Mikhael sah zwischen uns beiden hin und her.
„Dass sie dich und Sophia verfolgt und fast getötet hätte, ist uns bekannt.“ sagte er in geschäftsmäßigem Ton. Dann wurde sein Blick plötzlich berechnend, als wisse er mehr als wir anderen. Ein unangenehmes Gefühl breitete sich in meiner Magengegend aus. Als hätte mir jemand eine Packung Eiswürfel in den Schlund geschoben. Meine Eingeweide verknoteten sich zu einem kleinen, harten Ball. Ich hatte Angst vor dem, was Mikhael als nächstes aussprechen würde.
„Was dir vielleicht nicht bekannt ist, Josef, ist die Tatsache, dass Catherine noch mehr tat, um dir zu schaden. Seelisch gesehen. Wir wissen von der Sache mit Sarah Whitley, und keiner macht dich deswegen verantwortlich. Es war nun mal ein bedauerlicher Unfall, und...“ ich hatte eine Hand gehoben, um ihn zum Schweigen zu bringen und er verstummte sofort. Dabei sah ich ihn jedoch nicht an. Mein Blick war auf Catherine gerichtet und ich zitterte vor Zorn.

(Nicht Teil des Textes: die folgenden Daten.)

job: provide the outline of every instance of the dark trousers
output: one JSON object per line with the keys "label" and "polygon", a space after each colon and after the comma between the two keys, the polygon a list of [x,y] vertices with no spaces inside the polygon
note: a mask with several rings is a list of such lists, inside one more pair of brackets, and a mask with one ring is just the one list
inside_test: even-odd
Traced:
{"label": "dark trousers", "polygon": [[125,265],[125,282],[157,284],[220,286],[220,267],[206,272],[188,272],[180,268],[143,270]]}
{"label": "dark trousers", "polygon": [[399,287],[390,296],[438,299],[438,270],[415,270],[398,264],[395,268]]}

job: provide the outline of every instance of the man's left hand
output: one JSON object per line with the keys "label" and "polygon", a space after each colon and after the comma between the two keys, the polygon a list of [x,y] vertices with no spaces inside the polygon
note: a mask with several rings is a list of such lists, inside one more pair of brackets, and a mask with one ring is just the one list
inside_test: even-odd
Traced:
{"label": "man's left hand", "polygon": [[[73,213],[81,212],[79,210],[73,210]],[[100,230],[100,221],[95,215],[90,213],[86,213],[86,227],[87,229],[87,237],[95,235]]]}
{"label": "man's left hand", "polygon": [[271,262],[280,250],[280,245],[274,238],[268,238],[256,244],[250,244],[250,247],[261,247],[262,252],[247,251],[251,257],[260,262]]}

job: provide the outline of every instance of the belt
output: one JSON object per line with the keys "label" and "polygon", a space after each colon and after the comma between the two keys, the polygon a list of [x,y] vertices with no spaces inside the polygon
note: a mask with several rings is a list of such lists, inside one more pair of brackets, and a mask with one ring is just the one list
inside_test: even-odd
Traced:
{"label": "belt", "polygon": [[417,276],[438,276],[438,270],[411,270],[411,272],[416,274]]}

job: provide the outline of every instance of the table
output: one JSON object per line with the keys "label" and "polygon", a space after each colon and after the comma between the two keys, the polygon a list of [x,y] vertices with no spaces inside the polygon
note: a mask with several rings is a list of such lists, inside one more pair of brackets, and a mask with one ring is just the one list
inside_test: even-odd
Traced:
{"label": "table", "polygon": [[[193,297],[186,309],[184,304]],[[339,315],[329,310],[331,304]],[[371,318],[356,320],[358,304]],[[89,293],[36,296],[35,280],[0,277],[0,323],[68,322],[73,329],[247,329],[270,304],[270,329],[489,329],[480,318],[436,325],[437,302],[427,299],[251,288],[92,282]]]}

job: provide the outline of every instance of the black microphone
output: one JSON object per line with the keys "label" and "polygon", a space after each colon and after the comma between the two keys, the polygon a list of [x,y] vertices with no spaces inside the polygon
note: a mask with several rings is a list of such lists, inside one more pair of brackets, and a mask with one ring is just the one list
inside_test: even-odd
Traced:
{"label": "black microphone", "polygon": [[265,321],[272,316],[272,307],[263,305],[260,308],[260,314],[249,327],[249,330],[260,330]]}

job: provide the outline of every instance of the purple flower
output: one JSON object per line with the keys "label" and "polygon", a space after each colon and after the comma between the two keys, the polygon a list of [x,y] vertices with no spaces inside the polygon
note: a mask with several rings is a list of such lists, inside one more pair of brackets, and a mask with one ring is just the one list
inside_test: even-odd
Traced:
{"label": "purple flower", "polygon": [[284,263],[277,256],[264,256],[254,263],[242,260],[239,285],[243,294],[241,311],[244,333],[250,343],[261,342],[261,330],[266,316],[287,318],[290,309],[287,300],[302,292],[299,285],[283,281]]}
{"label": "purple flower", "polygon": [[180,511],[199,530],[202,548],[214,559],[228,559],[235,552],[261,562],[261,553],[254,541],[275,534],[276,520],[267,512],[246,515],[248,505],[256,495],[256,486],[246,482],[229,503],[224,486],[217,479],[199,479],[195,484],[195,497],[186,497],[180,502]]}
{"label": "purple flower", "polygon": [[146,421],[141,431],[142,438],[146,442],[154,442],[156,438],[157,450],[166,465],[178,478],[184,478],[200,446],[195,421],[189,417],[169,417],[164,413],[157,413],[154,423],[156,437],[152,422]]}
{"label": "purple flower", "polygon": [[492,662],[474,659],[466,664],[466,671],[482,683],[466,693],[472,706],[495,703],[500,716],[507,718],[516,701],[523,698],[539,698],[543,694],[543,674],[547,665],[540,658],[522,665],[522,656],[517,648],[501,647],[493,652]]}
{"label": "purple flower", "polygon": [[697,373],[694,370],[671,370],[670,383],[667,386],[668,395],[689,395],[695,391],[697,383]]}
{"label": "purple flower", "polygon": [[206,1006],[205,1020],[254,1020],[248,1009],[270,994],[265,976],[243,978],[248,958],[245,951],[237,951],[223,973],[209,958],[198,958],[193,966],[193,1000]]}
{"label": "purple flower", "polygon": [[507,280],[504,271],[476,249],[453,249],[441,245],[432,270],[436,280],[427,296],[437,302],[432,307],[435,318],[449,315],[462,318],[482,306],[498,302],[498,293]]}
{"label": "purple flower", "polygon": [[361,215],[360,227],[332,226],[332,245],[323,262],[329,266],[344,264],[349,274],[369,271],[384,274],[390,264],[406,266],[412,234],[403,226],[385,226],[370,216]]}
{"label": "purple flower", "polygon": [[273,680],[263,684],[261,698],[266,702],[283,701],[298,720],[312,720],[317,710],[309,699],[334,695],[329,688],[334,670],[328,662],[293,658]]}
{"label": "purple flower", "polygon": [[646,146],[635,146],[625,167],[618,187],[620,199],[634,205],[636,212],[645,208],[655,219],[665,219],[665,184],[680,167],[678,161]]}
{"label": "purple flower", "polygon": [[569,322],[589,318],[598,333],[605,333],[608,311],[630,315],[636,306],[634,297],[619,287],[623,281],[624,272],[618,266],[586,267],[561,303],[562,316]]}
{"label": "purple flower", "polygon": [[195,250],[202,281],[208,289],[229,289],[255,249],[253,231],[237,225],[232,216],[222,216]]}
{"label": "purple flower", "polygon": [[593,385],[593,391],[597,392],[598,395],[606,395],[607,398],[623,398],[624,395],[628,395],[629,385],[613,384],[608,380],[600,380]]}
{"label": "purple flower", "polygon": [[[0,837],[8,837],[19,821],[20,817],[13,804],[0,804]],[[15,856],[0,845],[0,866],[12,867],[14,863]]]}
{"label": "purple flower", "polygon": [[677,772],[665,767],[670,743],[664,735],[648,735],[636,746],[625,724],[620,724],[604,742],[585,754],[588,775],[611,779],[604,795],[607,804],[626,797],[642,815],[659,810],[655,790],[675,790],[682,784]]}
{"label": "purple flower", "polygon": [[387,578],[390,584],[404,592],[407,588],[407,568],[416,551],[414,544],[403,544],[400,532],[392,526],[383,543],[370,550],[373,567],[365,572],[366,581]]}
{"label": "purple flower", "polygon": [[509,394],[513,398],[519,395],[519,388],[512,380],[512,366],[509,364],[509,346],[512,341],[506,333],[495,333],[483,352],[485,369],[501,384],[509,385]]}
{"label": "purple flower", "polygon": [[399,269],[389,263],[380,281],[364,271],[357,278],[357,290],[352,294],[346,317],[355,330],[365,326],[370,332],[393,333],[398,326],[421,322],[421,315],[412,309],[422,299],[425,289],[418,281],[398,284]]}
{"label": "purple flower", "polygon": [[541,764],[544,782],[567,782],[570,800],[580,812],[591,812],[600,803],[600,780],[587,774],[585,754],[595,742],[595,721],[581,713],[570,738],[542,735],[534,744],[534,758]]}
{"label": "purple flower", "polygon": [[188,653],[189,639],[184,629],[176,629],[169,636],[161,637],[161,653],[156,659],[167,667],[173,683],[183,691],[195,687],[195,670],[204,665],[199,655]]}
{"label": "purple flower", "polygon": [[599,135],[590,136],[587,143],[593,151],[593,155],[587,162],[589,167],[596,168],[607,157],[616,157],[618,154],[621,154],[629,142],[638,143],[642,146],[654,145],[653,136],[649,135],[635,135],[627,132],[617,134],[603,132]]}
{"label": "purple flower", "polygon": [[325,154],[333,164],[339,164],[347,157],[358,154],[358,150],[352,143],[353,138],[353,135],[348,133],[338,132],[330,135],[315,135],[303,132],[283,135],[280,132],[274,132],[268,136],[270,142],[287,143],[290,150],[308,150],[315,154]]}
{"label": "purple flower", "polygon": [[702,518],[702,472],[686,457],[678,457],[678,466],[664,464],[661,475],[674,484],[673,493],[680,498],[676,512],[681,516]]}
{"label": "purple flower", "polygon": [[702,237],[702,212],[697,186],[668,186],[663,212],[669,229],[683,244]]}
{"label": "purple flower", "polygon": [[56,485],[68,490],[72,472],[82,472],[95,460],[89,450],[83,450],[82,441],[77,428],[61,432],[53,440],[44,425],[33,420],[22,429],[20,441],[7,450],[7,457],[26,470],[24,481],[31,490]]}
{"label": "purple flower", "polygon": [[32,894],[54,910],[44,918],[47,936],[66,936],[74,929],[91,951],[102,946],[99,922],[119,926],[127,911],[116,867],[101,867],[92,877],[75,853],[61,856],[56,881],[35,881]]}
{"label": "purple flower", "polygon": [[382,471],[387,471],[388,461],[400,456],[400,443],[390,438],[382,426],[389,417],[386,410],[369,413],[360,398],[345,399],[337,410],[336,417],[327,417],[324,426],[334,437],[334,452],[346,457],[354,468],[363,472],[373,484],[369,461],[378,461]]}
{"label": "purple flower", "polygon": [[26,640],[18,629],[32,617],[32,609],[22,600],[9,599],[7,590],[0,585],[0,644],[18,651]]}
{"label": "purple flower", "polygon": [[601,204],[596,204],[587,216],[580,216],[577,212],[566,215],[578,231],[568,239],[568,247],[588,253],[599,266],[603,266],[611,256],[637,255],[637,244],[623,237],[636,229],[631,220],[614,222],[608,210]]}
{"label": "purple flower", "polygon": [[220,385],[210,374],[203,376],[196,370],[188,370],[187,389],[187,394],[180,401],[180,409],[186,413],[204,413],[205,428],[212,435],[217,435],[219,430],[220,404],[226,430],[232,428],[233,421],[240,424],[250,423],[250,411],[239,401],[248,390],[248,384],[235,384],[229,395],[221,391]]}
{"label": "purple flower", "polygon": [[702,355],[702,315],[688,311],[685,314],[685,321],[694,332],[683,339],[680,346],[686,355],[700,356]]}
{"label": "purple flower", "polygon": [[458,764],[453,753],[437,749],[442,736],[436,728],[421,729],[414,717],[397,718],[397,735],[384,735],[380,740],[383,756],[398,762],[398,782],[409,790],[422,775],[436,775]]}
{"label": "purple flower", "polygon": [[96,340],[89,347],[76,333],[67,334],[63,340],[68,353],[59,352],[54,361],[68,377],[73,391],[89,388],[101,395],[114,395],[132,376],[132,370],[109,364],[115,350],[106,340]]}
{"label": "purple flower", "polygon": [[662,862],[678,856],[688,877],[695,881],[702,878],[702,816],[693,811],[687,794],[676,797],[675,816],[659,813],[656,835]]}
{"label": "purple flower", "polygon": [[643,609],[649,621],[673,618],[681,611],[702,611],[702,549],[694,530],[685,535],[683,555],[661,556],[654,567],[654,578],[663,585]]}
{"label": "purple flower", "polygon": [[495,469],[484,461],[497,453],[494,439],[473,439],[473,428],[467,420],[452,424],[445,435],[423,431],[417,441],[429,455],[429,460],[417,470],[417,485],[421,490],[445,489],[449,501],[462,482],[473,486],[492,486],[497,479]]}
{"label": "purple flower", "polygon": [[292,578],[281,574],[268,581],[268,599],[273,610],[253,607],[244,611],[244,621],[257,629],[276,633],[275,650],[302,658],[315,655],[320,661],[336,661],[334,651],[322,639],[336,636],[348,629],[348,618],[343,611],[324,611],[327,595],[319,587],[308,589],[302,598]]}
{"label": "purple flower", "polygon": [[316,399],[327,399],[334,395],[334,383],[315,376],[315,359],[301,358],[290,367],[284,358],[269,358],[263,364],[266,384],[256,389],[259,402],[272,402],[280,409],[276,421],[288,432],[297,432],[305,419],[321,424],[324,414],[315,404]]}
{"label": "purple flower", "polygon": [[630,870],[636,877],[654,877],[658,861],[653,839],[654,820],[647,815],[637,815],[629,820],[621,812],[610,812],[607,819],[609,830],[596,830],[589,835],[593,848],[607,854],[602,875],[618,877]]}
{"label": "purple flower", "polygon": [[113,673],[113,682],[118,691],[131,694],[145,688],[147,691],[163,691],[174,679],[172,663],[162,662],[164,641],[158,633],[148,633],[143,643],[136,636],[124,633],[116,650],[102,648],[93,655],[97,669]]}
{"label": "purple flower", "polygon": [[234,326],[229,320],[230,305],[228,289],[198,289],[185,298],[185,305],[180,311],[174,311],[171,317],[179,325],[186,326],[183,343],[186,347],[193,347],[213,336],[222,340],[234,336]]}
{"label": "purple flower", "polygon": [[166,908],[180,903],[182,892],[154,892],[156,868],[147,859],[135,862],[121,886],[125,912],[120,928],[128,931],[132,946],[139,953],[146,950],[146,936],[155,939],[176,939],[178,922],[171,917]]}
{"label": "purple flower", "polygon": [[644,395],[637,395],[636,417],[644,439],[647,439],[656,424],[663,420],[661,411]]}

„Du!“ spie ich heiser aus. „Du... du hast....“ Das Knurren, dass als nächstes aus meinem Mund kam, ließ sogar Mikhael und Lance ein ganzes Stück vor mir zurückweichen. Ich jedoch sah wie durch ein rotes Glasfenster nur noch Catherine und ihr überhebliches Grinsen.
„Padre, du erteilst mir sicherlich die Erlaubnis...?“ fragte ich an Mikhael gewandt, den Blick noch immer nicht von Catherine nehmend, die vor mir zurückwich.
Er nickte.
„Natürlich. Lass deine Wut ruhig an ihr aus.“ meinte er gütig und ich schoss vor. Catherine drehte sich um und floh, in das brennende Gebäude hinein. Und ich setzte ihr nach. Mein Denken war nur noch von einem beherrscht: Sie zu finden und in kleine Fetzen zu reißen.
Jetzt würde ich Sarahs Tod rächen, das schwor ich mir.